Global economic growth slowed notably in the first quarter of 2008. Despite huge key rate cuts by the Fed, the crisis in the real estate market and the ensuing problems for the financial sector placed a noticeable burden on the US economy. A number of indicators show that there is an increasing likelihood of a recession. By contrast, the continued growth momentum of emerging economies such as China and India was the principal engine of global economic expansion. This is unlikely, however, to make up for negative stimulus from the USA, which is the reason why global economic momentum is expected to slow over the year 2008 as a whole. The extent to which this will happen depends on how the crisis in the financial markets develops and on how robust the economies of Europe and Asia prove. The International Monetary Fund currently anticipates global growth of around 4.1 % for 2008 as a whole.

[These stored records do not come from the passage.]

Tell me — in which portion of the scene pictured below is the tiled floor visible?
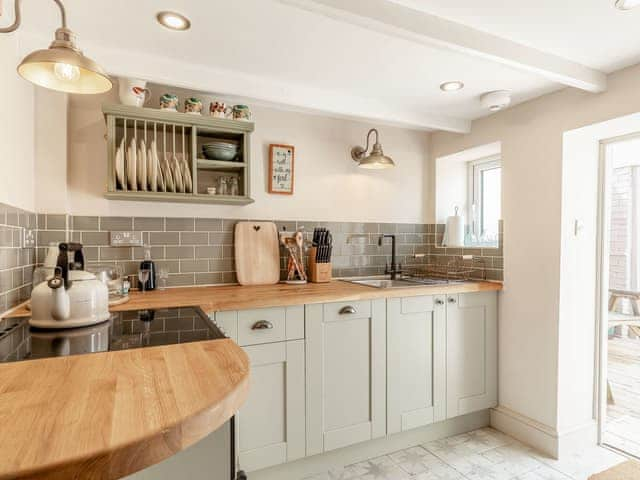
[305,428,625,480]
[604,332,640,457]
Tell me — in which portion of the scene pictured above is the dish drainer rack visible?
[402,258,487,282]
[102,104,254,205]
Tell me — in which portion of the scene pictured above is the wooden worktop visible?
[0,339,249,480]
[0,281,502,480]
[110,280,502,313]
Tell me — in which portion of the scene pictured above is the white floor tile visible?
[304,428,626,480]
[343,455,409,480]
[389,447,444,475]
[538,447,626,480]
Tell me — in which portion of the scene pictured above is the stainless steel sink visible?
[343,277,460,288]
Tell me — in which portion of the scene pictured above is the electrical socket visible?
[109,231,143,247]
[22,228,36,248]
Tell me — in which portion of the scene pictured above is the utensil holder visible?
[308,247,331,283]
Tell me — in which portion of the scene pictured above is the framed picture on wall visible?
[269,144,295,195]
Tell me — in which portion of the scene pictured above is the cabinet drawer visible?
[324,300,371,322]
[238,307,286,346]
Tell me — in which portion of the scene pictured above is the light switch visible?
[109,232,143,247]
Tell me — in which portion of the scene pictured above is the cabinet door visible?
[447,292,498,418]
[237,340,305,471]
[305,299,386,455]
[387,296,446,434]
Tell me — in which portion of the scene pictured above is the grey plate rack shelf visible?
[102,104,254,205]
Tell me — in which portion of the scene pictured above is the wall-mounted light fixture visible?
[351,128,396,170]
[0,0,113,94]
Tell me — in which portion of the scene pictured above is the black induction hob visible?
[0,307,225,362]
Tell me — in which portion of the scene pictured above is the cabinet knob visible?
[251,320,273,330]
[339,305,357,315]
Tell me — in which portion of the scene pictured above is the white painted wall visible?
[428,62,640,448]
[38,86,428,222]
[0,33,35,211]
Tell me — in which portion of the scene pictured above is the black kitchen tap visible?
[378,233,402,280]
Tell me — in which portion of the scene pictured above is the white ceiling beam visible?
[20,33,471,133]
[279,0,607,93]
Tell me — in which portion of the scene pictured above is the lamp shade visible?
[18,27,113,94]
[18,48,113,94]
[358,142,396,170]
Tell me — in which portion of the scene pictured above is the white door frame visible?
[594,132,640,445]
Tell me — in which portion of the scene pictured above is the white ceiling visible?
[13,0,640,131]
[389,0,640,73]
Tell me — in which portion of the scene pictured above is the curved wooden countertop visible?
[0,281,502,480]
[111,280,502,313]
[0,339,249,480]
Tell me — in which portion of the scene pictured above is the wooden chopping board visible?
[234,222,280,285]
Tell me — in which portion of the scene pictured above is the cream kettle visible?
[30,243,109,328]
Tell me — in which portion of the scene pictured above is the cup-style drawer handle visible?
[251,320,273,330]
[340,305,357,315]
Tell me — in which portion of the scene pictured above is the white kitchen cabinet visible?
[387,296,446,434]
[305,299,386,455]
[446,292,498,418]
[236,340,305,472]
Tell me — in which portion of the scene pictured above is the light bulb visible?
[53,63,80,82]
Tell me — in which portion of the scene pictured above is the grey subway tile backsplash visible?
[27,215,503,292]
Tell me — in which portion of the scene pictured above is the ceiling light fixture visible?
[440,81,464,92]
[0,0,113,94]
[616,0,640,10]
[351,128,396,170]
[156,12,191,31]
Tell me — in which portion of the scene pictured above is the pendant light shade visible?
[0,0,113,94]
[351,128,396,170]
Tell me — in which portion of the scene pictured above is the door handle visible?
[251,320,273,330]
[339,305,357,315]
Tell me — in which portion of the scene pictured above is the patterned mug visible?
[209,101,232,118]
[118,78,151,107]
[184,97,202,115]
[160,93,180,112]
[233,105,251,122]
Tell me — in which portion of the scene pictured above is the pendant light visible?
[0,0,113,94]
[351,128,396,170]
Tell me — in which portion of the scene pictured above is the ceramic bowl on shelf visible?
[202,142,238,161]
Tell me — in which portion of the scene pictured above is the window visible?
[468,156,502,245]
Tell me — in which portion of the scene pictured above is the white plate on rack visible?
[171,155,184,193]
[115,137,127,190]
[147,146,158,192]
[138,140,148,192]
[153,143,167,192]
[182,157,193,193]
[127,138,138,192]
[162,154,176,192]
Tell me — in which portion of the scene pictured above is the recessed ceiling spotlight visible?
[156,12,191,30]
[440,81,464,92]
[480,90,511,112]
[616,0,640,10]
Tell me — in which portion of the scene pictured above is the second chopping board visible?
[234,222,280,285]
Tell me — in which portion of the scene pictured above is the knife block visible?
[309,247,331,283]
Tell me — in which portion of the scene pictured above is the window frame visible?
[467,154,502,244]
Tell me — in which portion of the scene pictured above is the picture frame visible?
[269,143,295,195]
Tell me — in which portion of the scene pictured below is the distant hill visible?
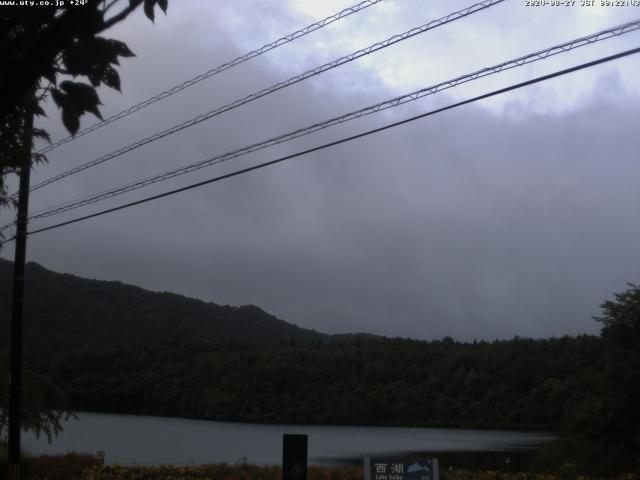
[0,259,356,351]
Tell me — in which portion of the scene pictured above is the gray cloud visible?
[3,0,640,339]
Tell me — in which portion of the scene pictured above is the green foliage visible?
[23,336,600,430]
[0,356,73,440]
[0,0,167,206]
[0,259,330,352]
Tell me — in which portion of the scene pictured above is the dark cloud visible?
[3,3,640,339]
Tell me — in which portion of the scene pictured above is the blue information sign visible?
[364,457,440,480]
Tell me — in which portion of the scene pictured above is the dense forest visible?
[0,259,378,351]
[20,336,601,430]
[0,261,640,472]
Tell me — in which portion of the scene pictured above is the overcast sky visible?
[0,0,640,340]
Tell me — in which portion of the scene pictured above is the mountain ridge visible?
[0,259,376,351]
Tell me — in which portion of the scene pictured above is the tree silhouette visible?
[0,0,168,206]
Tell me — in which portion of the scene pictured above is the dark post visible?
[9,97,35,480]
[282,434,307,480]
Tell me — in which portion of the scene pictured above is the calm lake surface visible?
[23,413,554,465]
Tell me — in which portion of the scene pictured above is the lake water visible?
[23,413,554,465]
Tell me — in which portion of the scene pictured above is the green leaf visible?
[109,39,136,57]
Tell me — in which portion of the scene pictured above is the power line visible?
[22,0,504,196]
[38,0,382,154]
[2,47,640,244]
[29,19,640,219]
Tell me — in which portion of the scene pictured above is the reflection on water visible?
[24,413,553,470]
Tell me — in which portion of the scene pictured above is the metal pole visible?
[9,96,35,480]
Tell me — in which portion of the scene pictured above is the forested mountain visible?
[29,336,602,431]
[0,259,336,351]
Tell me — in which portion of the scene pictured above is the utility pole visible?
[9,91,36,480]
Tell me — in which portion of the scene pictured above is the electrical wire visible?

The economic outlook in the euro zone has also deteriorated in recent months. Alongside the effects of the crisis on the financial markets, additional causes are the strong euro and the high inflation rate. Moreover, important trading partners such as Great Britain or a number of Central and Eastern European countries are showing the first signs of an economic slowdown. Beyond this, the former boom regions of Spain and Ireland in particular are experiencing a cooling of the previously very brisk construction activities. Nonetheless, the still good profit situation of companies and the high levels of capacity utilization are proof that the economy in the Euro area is in a more robust state than that of the USA. Accordingly, there are no expectations of a recession, although growth is expected to lose momentum. The International Monetary Fund has issued a downward revision of its 2008 forecast for the euro zone, from 2.1 % in October to 1.6 %.

During the first quarter of 2008, the economic situation in Germany was robust. Over the course of the year, however, additional stimulus from exports is not anticipated due to the weaker global economy and the appreciation of the euro against the US dollar. The main impact on economic growth in Germany is therefore the domestic economy, which is currently being burdened by price hikes for energy and food. Even if the economy is likely to have peaked, it is probable that economic growth will hold steady, albeit at a slower pace. In their spring forecast, the leading German economic research institutes predict a gross domestic product growth rate of 1.8 % for the year as a whole (October 2007: 2.2 %).